Financial News
- Type: Weekly newspaper
- Owner: Dow Jones & Company
- Founded: 1996
- Language: English
- Headquarters: The News Building, London
- Circulation: 40,638 (June 2018)
- Website: fnlondon.com

= Financial News =

British weekly financial newspaper published in London

Financial News is a weekly financial newspaper published in London and news website, founded in 1996. It is published by eFinancial News Limited, and provides news and opinions regarding the financial services sector, and information about its people.

Financial News is owned by Dow Jones & Company, which acquired eFinancial News in 2007. It is part of the Barron's Group division, which also includes Barron's, Factiva, MarketWatch and Mansion Global.

Financial News launched a revamped, mobile-first website and new weekly print edition in January 2017.

==Titles==
In addition to the publication of the Financial News, the company operates FNLondon.com, an updated daily website version of Financial News, and The Private Equity News, which provides daily news and analysis for Europe's private equity industry.
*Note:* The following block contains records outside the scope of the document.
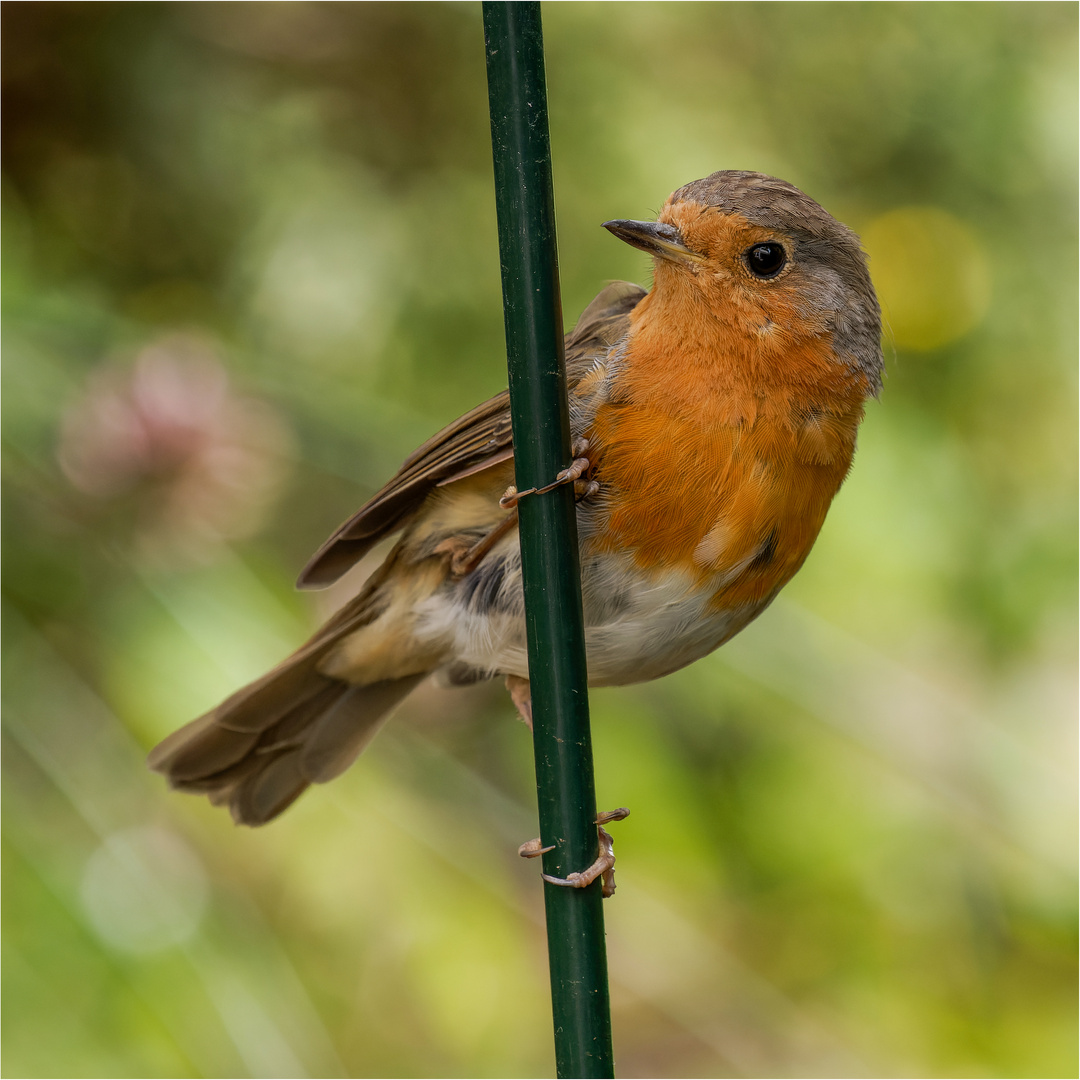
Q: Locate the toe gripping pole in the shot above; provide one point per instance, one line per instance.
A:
(550, 567)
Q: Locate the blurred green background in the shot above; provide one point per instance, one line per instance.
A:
(250, 261)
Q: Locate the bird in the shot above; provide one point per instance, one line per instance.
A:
(714, 418)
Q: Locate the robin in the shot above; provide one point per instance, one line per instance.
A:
(714, 419)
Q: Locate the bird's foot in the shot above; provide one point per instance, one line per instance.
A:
(603, 867)
(521, 694)
(572, 474)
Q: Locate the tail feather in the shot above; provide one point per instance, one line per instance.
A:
(261, 747)
(343, 730)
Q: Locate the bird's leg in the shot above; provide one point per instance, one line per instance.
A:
(464, 559)
(571, 474)
(603, 867)
(521, 693)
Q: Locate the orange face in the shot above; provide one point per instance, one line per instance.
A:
(731, 421)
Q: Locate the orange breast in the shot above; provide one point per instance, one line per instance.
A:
(721, 462)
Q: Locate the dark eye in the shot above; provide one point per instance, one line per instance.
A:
(766, 260)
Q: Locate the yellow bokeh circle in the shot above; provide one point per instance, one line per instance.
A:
(931, 273)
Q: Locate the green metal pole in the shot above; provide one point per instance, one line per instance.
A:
(534, 318)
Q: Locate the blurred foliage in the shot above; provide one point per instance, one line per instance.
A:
(250, 262)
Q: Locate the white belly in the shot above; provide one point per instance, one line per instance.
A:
(637, 626)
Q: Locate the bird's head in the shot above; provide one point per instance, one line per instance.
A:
(768, 262)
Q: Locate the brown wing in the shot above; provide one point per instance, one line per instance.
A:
(477, 441)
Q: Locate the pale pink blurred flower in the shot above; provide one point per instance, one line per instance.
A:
(201, 463)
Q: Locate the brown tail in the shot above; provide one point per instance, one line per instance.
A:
(261, 747)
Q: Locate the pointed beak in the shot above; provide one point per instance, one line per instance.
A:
(661, 240)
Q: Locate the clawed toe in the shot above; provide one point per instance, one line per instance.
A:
(603, 867)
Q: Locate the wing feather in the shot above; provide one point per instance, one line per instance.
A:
(477, 441)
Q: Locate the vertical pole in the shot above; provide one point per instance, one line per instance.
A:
(548, 528)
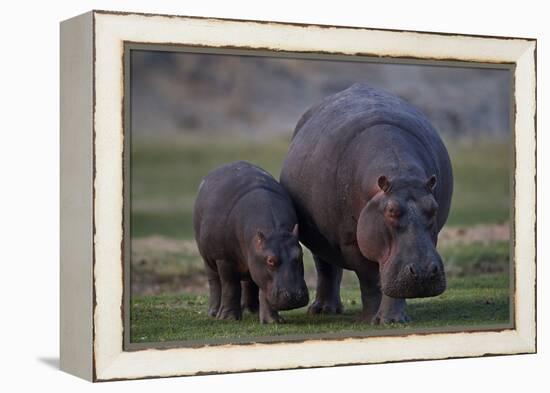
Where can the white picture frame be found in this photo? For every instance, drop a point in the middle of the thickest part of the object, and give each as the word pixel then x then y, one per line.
pixel 92 194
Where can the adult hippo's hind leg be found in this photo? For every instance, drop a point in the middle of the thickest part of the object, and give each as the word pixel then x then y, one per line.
pixel 215 289
pixel 250 293
pixel 327 297
pixel 267 313
pixel 230 305
pixel 392 310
The Private Equity News website, launched in 2003, is the counterpart to the weekly Private Equity News hard copy.

==Coverage==

The newspaper and website's coverage is primarily the financial services industry in Europe, UK-focused. It publishes major weekly news and opinion on investment banking, asset management, private equity, fintech, trading and regulation, and information on key personnel moves, recruitment and employment trends, regulation regarding pay, business education, and diversity.

==Circulation==

The ABC Audited average circulation for the Financial News print edition for the six-month period ending June 2016 was 15,808. The readership profile is highly educated and affluent professionals, mainly in the London-based financial services industries. The average annual income of Financial News readers is over 200,000 pounds sterling.

There were 319,728 visits to the main website in June 2016, with about 720,000 page views.